Puzder the right man for Labor Dept.
Puzder the right man for Labor Dept.
By: Alfredo Ortiz
While President Donald Trump has been inaugurated, his cabinet nominees are undergoing another week of grueling confirmation hearings. Proponents hope that they can quickly be confirmed and get started bringing reforms to increase American prosperity — and more specifically, bolster small businesses in Maine.
At the top of the list of nominees who can help reinvigorate Maine’s small business community, which employs 57 percent of the state’s workforce, is labor secretary nominee Andy Puzder.
Puzder knows how to create jobs and finally raise wages for working Americans. This is evidenced not only by his copious writing on the subject, but also by his success as CEO of CKE Restaurants. Under his tenure, CKE, which owns the restaurants Carl’s Jr. and Hardee’s, has grown from a multi-million dollar company into a billion dollar brand.
Maine needs this type of leadership now. Despite a string of positive economic indicators in recent months, labor-force participation — including participation of “prime-age” people — remains low in Maine.
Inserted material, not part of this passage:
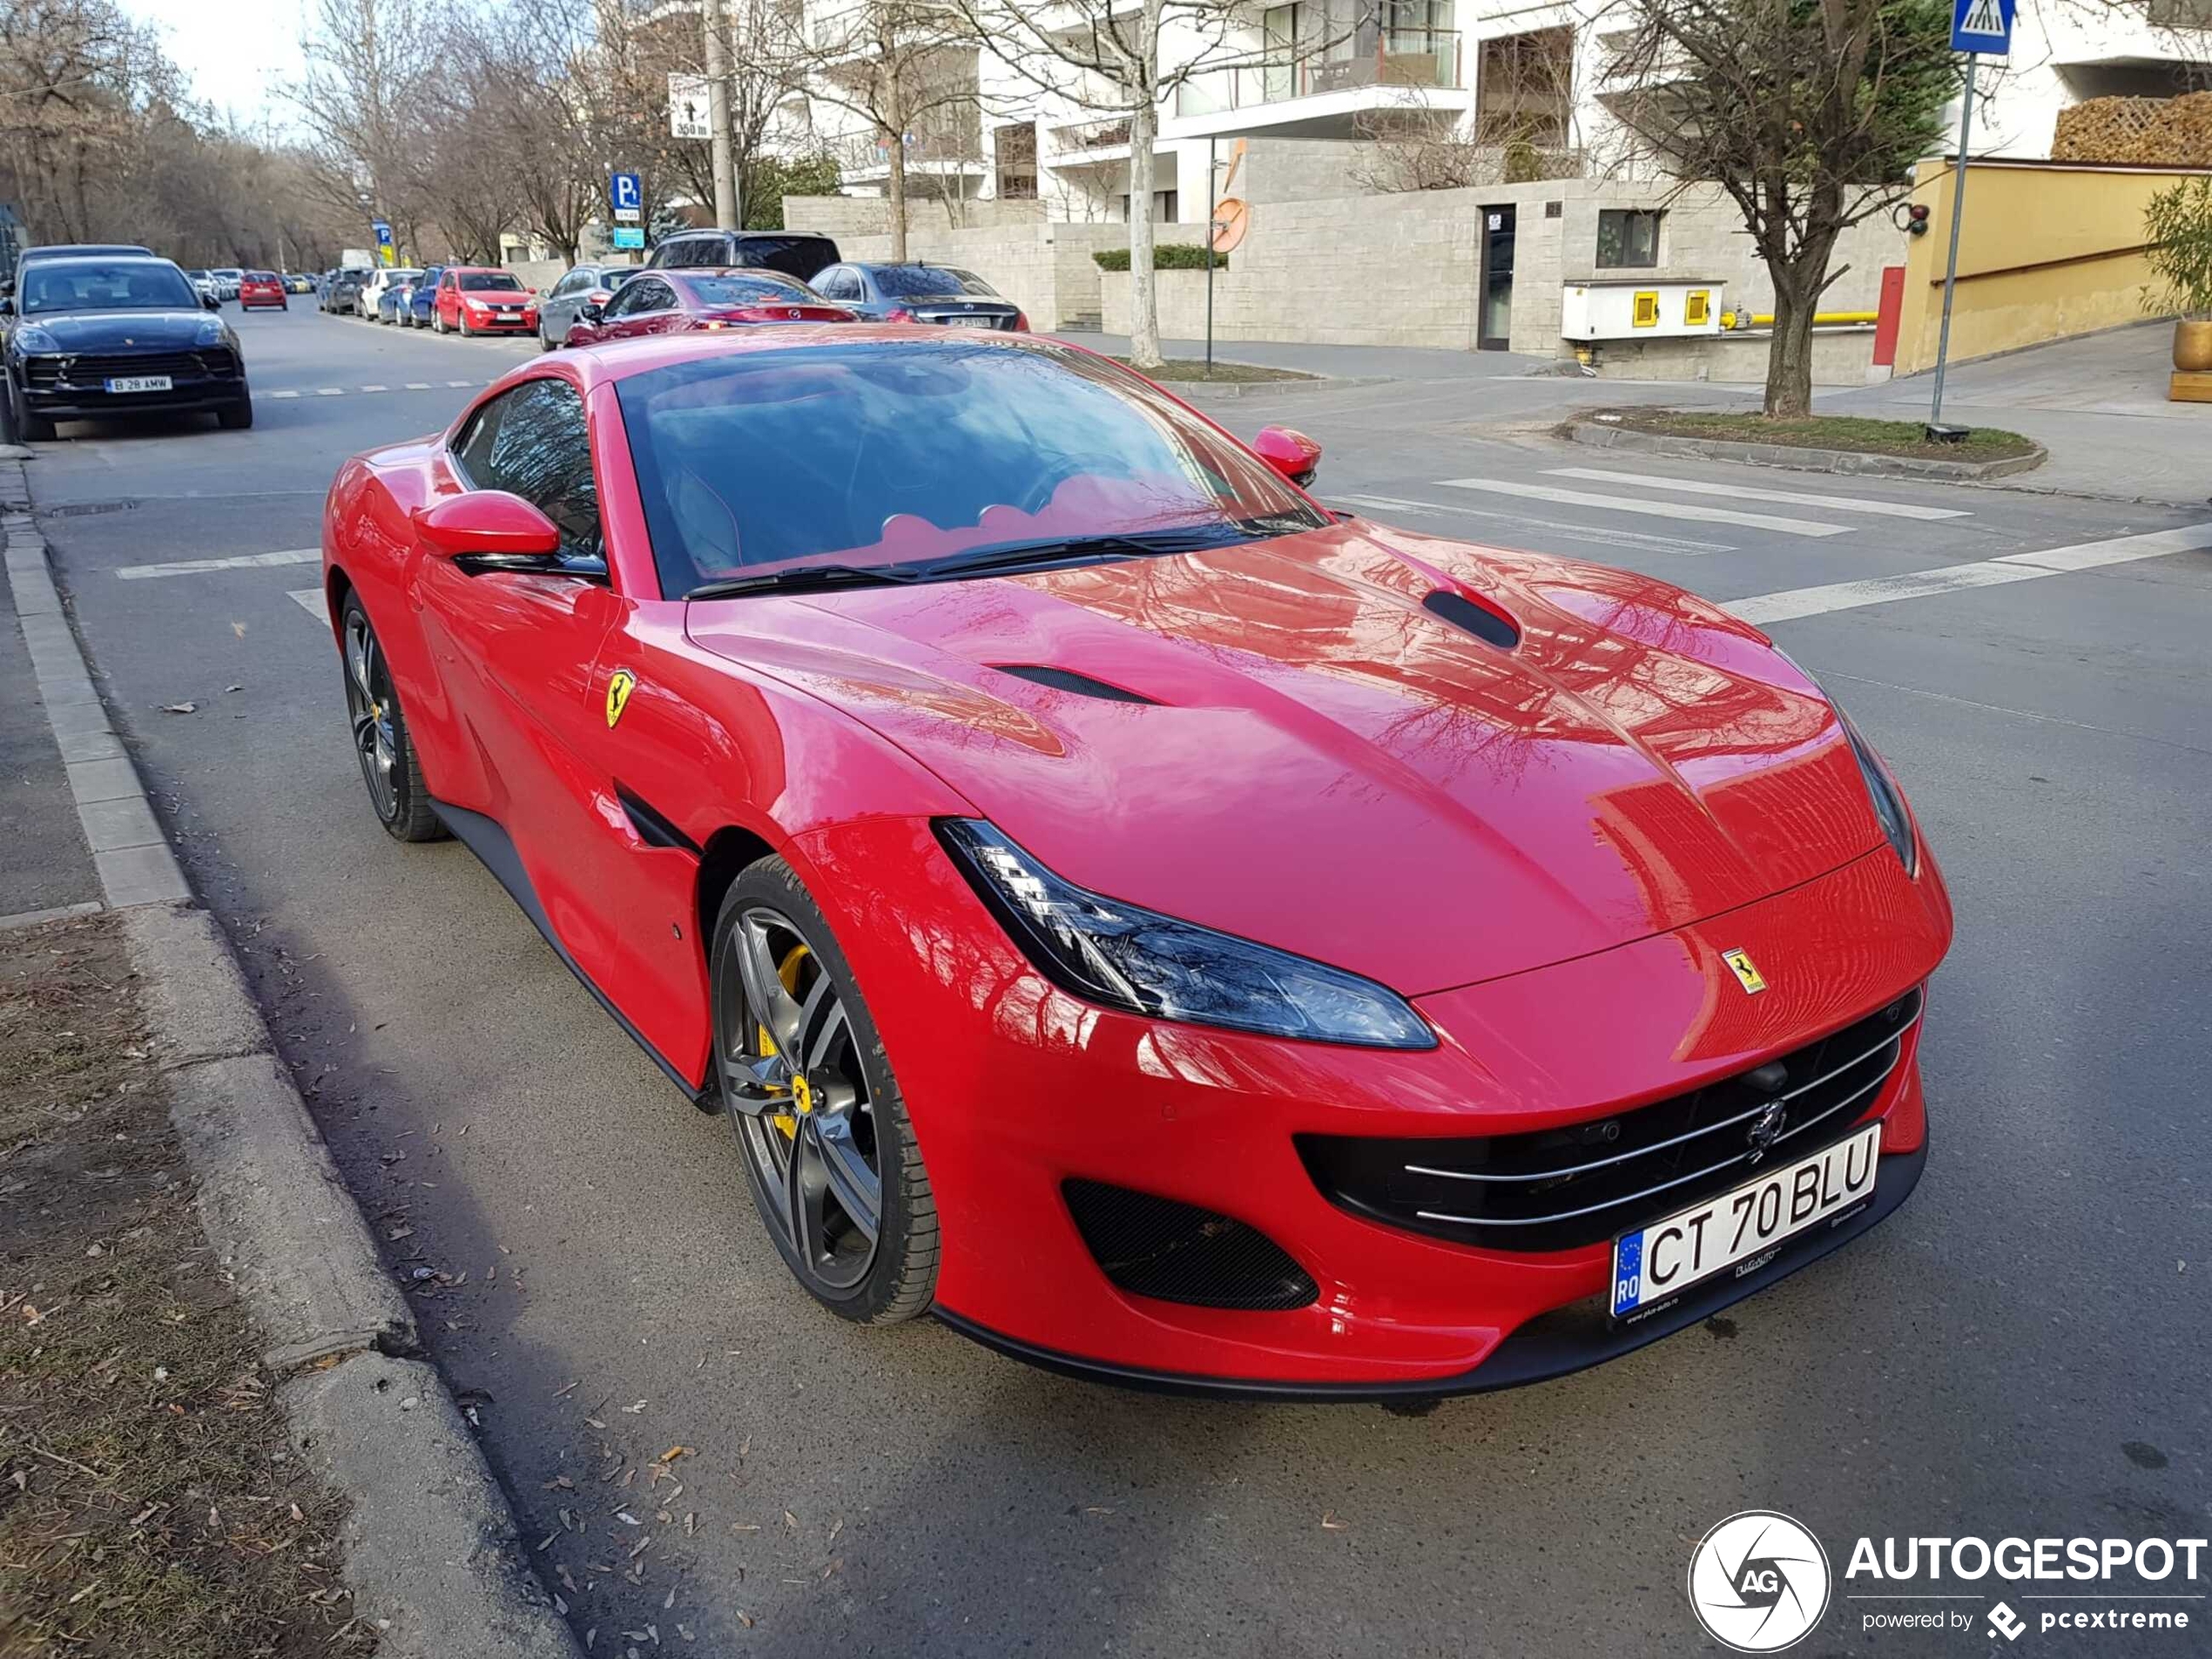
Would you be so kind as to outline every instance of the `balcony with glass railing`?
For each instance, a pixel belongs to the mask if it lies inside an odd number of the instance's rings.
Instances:
[[[1177,116],[1218,115],[1363,88],[1466,84],[1456,29],[1363,28],[1311,57],[1194,75],[1176,89]]]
The 2016 labor force participation rate in the state hovered near 62 percent — down from the historic rate of 67 percent in the early 2000s.
Puzder has seen firsthand — with 3,000 domestic franchises employing 75,000 Americans — how Labor Department over-regulation contributes to this stagnant labor market. His employees and franchisees have had to contend with the Labor Department’s proposals to double the overtime exemption salary threshold, dramatically raise the minimum wage, and push for a “joint employer” mandate that would upend the franchise system, among others.
Though such regulations may sound good on paper, Puzder has seen how they make it more difficult to create jobs and raise wages in practice.
Such regulations have a disproportionate impact on small businesses, which often don’t have the compliance resources or the economies of scale necessary to implement them. As a result, small businesses, which create a majority of Maine’s jobs, still haven’t recovered from the Great Recession. Government data shows that job gains from new firms are at the lowest share of employment since 1992, and startup formation continues its steady decline.
Puzder’s approach would reduce the regulatory roadblock preventing business creation and expansion.
Who ultimately gains from the resulting robust small-business environment? Employees and jobseekers who receive more opportunities to achieve the American Dream.
Some progressives are criticizing Puzder’s nomination and regulatory approach. But you can’t argue with results. The past eight years have proven that the regulatory model doesn’t work. American history, on the other hand, shows that the best way to produce median wage gains and a strong middle class is through economic growth and economic freedom.
Puzder’s record also shows that CKE has effectively balanced labor compliance with business growth. According to a Bloomberg BNA analysis, Carl’s Jr. and Hardee’s have the third lowest wage-and-hour violation rate among 20 major fast food restaurants. And some of these violations were for minor protocol errors, like failing to display a Labor Department poster.
It’s no surprise, then, that the overwhelming majority of CKE employees are happy at work. In fact, in a national survey of CKE employees conducted by the independent survey company CorCom Inc., 93 percent of female CKE employees agreed that they felt “safe and respected” in the workplace. Overall, 92 percent of employees agree that CKE is a great place to work.
Puzder will make an excellent labor secretary because he will roll back the current Labor Department’s burdens on small businesses and their employees in Maine and the rest of the country. That will help create jobs and raise wages the proven way — with economic growth and an increased competition for labor.
That is the pro-worker agenda this country needs.
Alfredo Ortiz is the president and CEO of the Job Creators Network, based in Atlanta, Georgia.